Abstract

Erythroblastic islands were examined by ultrastructure and ultrastructural histochemistry in fetal and early neonatal livers of the mouse. The liver primordium of day 11 embryos contained not only immature hemopoietic cells in the hepatic cords but also macrophages in expanded sinusoids. At 12 and 13 days of gestation, macrophages bearing large cytoplasmic inclusions increased in number, and some of them moved from the sinusoids into the hepatic cords. A ring of erythroblasts surrounded the macrophages, and erythroblastic islands could be identified at 14 days of gestation. Fetal livers contained two kinds of macrophages: sinusoidal macrophages and central macrophages of the erythroblastic islands.
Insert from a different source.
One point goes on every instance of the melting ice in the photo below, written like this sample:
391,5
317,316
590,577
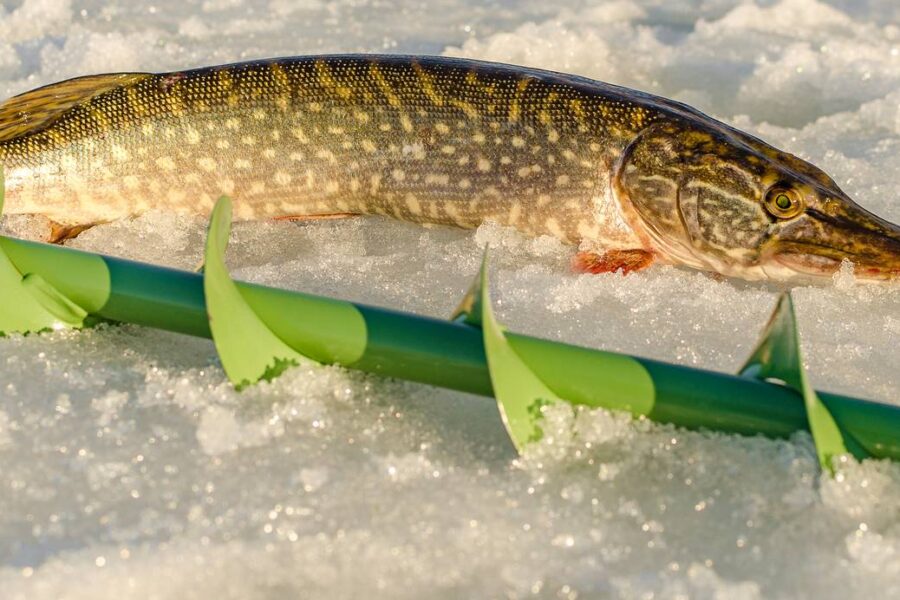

These macrophages exhibited a similar binding pattern to Griffonia simplicifolia isoagglutinin-IB4 (GS-IB4) and soybean agglutinin (SBA). Fetal hepatocytes, however, did not appear to engage in active phagocytosis, and the binding patterns of GS-IB4 and SBA differed significantly between hepatocytes and the two kinds of macrophages. In the early postnatal mouse, a marked decrease in the number of erythroblastic islands occurred. Erythroblasts left the central macrophages, and the macrophages subsequently underwent degeneration. The erythroblastic islands finally disappeared at the end of liver hemopoiesis, and the degenerated central macrophages were removed by scavenger macrophages in the perisinusoidal space. Our data demonstrate that scavenger macrophages play an essential role in the development of hepatic hemopoiesis, with special reference to the formation and dissolution of erythroblastic islands.